Smith's play is a play between head and heart, between the disturbing things that we know and what we wish for.

He goes through the biography of King, who is raised by a stern, door-knocking Jehovah's Witness mom and a father who battled his own demons before drowning. We learn of King's early brush with the law and his work-release service fighting forest fires (that firefighting metaphor is deployed to good effect). And we see him shadow boxing with addictions. He staggers as he knocks back spirits, keeping company with his girlfriend Brandy. He watches the riots, first on TV, then, disguised in a Bob Marley costume he'd bought for Halloween, from an intersection in the midst of the mayhem. We finally see him, struggling for life in his backyard pool after a drug-and-booze-fueled binge in 2012.

The production, which runs just over an hour and has a raw sound score by Marc Anthony Thompson, becomes a window into our nation's roiling soul from 20 years ago — a reflection that pushes into the present.

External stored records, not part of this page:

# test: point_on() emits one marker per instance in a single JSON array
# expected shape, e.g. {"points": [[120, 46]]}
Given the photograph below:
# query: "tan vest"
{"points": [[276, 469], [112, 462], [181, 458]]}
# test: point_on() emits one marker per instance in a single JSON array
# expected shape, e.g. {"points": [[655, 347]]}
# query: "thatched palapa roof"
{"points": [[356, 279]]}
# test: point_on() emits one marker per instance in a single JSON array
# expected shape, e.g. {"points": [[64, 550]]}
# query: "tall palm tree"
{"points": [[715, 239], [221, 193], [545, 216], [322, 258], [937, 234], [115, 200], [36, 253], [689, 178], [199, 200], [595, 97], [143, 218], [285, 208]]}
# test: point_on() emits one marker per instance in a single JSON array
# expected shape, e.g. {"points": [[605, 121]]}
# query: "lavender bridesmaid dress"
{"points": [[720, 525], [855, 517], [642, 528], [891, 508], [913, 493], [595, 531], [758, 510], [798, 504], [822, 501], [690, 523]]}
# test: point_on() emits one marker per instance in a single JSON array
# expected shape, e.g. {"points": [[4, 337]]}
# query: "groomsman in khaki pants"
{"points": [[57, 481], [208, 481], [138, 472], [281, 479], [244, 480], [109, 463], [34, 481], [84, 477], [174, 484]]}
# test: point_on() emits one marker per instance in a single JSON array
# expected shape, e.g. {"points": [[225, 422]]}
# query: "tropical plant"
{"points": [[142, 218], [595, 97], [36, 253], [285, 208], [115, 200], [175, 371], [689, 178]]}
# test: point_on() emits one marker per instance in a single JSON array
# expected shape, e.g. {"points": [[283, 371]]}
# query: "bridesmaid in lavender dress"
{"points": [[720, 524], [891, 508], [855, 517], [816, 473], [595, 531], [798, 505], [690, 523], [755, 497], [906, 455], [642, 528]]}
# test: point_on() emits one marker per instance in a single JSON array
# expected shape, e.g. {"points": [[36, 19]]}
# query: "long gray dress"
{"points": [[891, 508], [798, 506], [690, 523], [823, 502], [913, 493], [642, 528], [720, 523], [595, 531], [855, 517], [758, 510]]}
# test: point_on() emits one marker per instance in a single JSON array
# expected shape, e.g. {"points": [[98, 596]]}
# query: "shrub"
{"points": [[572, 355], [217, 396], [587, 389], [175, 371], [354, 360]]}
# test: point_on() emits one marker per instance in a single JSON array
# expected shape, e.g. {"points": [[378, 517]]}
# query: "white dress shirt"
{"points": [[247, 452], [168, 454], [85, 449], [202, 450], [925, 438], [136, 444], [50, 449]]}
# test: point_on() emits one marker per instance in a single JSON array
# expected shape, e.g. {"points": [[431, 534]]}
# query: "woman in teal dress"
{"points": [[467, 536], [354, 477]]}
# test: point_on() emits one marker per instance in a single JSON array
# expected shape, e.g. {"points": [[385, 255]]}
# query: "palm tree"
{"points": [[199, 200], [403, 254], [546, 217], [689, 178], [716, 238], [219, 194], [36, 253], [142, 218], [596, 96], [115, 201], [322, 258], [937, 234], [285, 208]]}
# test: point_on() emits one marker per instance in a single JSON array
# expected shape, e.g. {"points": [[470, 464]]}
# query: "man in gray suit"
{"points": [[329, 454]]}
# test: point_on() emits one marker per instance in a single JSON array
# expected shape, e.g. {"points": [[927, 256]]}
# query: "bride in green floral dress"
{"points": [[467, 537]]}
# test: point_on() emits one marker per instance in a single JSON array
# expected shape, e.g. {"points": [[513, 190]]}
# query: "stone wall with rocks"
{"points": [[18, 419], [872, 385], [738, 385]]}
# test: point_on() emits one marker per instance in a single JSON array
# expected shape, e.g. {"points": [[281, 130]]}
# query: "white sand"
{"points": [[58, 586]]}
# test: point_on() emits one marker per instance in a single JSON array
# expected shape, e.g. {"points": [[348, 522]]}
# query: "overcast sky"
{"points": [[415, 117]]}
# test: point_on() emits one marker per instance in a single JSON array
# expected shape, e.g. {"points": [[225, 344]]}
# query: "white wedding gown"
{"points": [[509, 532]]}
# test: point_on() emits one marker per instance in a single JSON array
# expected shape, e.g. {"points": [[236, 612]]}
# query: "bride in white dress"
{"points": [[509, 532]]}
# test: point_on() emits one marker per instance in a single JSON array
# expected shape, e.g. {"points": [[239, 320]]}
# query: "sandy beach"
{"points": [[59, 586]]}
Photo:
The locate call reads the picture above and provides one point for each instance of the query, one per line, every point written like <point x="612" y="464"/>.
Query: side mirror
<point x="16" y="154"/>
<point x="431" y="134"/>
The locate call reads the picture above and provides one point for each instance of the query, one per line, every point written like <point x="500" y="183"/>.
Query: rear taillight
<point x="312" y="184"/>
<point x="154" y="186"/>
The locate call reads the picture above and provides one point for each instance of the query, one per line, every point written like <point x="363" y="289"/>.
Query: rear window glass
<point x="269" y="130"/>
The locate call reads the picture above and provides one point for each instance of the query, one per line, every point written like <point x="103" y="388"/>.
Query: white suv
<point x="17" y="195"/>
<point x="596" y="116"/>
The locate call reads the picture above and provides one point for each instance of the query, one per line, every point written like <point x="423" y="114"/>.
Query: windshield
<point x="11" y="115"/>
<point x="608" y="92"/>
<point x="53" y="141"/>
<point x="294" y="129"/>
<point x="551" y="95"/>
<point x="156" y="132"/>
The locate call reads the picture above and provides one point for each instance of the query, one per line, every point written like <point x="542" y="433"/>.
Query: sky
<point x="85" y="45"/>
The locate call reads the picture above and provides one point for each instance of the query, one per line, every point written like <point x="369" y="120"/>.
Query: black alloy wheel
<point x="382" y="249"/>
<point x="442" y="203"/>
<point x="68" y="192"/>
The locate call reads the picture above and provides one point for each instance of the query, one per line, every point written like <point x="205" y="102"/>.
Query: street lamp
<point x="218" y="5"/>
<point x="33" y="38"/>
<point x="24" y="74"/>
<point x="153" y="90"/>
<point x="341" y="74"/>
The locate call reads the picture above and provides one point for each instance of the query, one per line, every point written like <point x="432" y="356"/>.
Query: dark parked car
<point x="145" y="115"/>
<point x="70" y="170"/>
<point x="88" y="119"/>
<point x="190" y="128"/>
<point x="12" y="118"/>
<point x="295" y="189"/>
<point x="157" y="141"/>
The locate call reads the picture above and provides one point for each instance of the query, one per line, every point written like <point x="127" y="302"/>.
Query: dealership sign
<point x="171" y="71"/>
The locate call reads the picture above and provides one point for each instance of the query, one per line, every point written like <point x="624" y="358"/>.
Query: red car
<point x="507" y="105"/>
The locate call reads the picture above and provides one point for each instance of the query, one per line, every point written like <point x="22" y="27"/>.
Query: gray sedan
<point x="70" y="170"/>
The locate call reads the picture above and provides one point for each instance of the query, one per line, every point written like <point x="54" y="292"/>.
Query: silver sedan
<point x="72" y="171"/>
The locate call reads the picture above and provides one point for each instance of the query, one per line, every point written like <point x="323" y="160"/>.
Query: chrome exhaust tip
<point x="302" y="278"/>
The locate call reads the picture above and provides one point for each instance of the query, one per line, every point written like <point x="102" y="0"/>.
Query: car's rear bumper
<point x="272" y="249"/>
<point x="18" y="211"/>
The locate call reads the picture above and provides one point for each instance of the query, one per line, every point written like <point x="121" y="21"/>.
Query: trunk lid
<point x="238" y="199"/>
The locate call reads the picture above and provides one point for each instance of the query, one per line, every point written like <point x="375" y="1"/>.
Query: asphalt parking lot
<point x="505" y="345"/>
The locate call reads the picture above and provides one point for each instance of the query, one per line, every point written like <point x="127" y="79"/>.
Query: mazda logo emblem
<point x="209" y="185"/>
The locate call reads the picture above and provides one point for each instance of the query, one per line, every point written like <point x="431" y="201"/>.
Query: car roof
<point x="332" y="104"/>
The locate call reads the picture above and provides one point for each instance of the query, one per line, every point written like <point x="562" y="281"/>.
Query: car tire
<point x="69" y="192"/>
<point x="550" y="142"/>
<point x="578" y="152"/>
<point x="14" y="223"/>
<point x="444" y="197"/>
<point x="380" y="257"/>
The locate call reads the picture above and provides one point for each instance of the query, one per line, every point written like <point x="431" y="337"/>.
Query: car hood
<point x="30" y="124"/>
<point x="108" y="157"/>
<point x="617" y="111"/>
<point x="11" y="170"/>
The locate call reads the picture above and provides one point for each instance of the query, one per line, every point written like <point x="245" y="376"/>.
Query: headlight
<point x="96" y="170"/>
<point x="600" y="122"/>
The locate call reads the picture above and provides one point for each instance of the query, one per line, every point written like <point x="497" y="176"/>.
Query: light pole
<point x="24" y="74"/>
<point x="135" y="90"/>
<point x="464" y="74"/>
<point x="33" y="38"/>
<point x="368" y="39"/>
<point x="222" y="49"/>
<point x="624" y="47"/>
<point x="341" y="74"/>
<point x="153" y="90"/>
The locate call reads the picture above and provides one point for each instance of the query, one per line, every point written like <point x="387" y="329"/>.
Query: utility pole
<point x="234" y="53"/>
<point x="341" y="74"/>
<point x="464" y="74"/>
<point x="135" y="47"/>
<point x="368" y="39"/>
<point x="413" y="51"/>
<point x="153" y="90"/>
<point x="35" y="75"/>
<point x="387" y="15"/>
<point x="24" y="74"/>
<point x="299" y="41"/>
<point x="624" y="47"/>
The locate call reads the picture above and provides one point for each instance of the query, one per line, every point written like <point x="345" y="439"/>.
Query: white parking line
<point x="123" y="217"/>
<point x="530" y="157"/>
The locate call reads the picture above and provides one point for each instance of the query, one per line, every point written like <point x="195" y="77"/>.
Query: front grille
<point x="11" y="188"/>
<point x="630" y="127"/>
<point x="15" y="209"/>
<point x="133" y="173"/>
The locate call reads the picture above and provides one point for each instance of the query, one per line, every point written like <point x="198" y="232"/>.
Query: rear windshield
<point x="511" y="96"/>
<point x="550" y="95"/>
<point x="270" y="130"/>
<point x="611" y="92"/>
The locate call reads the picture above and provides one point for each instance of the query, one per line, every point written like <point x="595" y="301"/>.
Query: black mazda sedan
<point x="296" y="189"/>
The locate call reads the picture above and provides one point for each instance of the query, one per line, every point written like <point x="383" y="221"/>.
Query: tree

In his twisting body we see the hurts, the incomprehensibility, the soft desire for freedom, understanding and justice. As Smith dances, there is a sense of things — closure, comprehension, common touch — being just out of reach. The actor interpolates the words of the musicians, including the Geto Boys who lambasted King for being a sissy when he asked, "Can we all get along," and Bob Marley, whose "Burnin' and Lootin' " becomes a kind of anthem in the show.

This "King," so timely and visceral, is as much a character inquiry as it is an exorcism of a scenario that the nation keeps reliving.